Researchers randomly assigned 173 patients with active rheumatoid arthritis (RA) refractory or intolerant to standard disease-modifying antirheumatic drugs and tumor necrosis factor inhibitors to GP2013 (Sandoz) or rituximab (Genentech/Biogen Idec). After week 24, 67.4% of patients in the GP2013 group and 64.4% of patients in the rituximab group received a second treatment course, results showed.

Josef Smolen, MD, of the department of rheumatology and internal medicine at University Hospital in Wien, Austria, and colleagues collected efficacy and pharmacodynamics data at week 52, whereas safety follow-up ended 24 weeks after the last infusion of study medication. Researchers applied a validated in-house enzyme-linked immunosorbent assay (ELISA) method for binding antidrug antibodies for antidrug antibody assessment.

Results showed GP2013 and rituximab demonstrated pharmacokinetic bioequivalence, as well as equivalence of peripheral B-cell depletion. At week 24, researchers noted DAS28 demonstrated noninferiority to reference rituximab change from baseline. Both groups experienced a similar number of adverse events, serious adverse events and potential infusion-related reactions, according to results. Researchers found 11% of patients in the GP2013 group developed antidrug antibodies vs. 21.4% of patients in the rituximab group. – by Casey Tingle

Reference:

Smolen J, et al. Abstract #FRI0222. Presented at: EULAR Annual Congress; June 8-11, 2016; London.

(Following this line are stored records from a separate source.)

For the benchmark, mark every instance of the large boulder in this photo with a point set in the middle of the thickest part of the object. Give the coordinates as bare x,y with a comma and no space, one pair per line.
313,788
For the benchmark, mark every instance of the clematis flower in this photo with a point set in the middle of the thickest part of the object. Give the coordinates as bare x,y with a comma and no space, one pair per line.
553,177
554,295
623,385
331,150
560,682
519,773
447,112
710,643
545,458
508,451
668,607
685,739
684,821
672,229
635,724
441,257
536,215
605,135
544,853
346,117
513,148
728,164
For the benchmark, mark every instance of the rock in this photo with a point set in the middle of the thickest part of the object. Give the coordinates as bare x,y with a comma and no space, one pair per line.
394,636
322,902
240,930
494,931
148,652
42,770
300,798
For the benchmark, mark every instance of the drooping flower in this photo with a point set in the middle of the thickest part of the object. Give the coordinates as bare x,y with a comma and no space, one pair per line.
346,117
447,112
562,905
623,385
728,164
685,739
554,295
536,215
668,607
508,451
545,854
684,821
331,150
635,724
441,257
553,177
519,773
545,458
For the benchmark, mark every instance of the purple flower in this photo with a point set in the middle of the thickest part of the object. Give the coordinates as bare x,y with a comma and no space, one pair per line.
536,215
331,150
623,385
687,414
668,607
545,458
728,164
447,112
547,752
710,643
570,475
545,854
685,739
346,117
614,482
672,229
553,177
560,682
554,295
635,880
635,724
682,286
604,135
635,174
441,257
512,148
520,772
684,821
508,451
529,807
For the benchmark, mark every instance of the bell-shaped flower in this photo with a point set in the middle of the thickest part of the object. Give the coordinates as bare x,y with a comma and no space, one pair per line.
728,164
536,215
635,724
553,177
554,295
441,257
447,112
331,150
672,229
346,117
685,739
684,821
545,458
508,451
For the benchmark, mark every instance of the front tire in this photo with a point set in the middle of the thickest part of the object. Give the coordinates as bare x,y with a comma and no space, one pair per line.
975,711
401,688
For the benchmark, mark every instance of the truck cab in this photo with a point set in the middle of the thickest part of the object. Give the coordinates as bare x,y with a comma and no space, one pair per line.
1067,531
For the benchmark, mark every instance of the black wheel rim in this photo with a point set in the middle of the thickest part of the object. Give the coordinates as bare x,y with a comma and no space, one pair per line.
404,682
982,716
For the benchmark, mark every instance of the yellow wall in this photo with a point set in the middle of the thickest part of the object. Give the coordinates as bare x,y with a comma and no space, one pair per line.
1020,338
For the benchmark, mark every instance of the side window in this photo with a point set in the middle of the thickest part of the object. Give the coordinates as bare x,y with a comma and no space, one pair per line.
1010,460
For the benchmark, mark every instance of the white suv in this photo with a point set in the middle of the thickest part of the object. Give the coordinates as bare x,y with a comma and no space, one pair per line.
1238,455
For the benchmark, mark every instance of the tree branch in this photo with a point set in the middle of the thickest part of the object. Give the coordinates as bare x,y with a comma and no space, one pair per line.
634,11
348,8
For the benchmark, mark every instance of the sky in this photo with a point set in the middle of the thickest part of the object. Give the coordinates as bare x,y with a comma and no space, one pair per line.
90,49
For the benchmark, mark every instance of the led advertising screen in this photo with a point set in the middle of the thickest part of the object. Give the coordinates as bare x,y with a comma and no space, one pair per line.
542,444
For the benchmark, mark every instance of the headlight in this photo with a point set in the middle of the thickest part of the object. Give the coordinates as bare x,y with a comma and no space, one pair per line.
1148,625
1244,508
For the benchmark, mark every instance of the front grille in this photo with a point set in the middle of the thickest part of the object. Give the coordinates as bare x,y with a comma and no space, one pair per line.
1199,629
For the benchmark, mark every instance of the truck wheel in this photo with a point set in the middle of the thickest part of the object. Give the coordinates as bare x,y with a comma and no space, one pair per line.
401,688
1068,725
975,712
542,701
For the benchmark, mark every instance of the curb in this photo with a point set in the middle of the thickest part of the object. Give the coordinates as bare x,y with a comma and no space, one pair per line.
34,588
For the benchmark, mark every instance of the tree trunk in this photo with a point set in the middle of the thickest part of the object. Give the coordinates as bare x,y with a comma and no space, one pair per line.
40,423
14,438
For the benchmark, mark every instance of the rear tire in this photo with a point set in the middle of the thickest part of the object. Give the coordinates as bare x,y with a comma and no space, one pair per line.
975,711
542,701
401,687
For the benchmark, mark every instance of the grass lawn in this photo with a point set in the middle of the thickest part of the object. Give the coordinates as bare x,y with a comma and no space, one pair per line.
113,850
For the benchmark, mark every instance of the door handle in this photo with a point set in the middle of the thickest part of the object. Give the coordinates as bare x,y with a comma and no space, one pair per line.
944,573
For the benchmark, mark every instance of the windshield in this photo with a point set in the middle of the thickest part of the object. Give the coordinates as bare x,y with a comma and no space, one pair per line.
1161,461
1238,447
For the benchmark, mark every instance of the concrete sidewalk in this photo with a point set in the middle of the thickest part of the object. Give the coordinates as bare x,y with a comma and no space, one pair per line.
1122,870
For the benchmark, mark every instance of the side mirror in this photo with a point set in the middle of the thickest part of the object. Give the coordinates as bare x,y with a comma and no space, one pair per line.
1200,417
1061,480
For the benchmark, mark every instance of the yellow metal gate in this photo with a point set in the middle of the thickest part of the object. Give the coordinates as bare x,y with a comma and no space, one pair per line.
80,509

Disclosure: Smolen receives grant or research support from AbbVie, Janssen, Lilly, Merck, Pfizer and Roche; and is a consultant for AbbVie, Amgen, AstraZeneca, Astro, Celgene, Celtrion, Glaxo, ILTOO, Janssen, Lilly, Medimmune, Merck, Novartis-Sandoz, Pfizer, Roche, Samsung, Sanofi and UCB. Please see the full study for a list of all other authors’ relevant financial disclosures.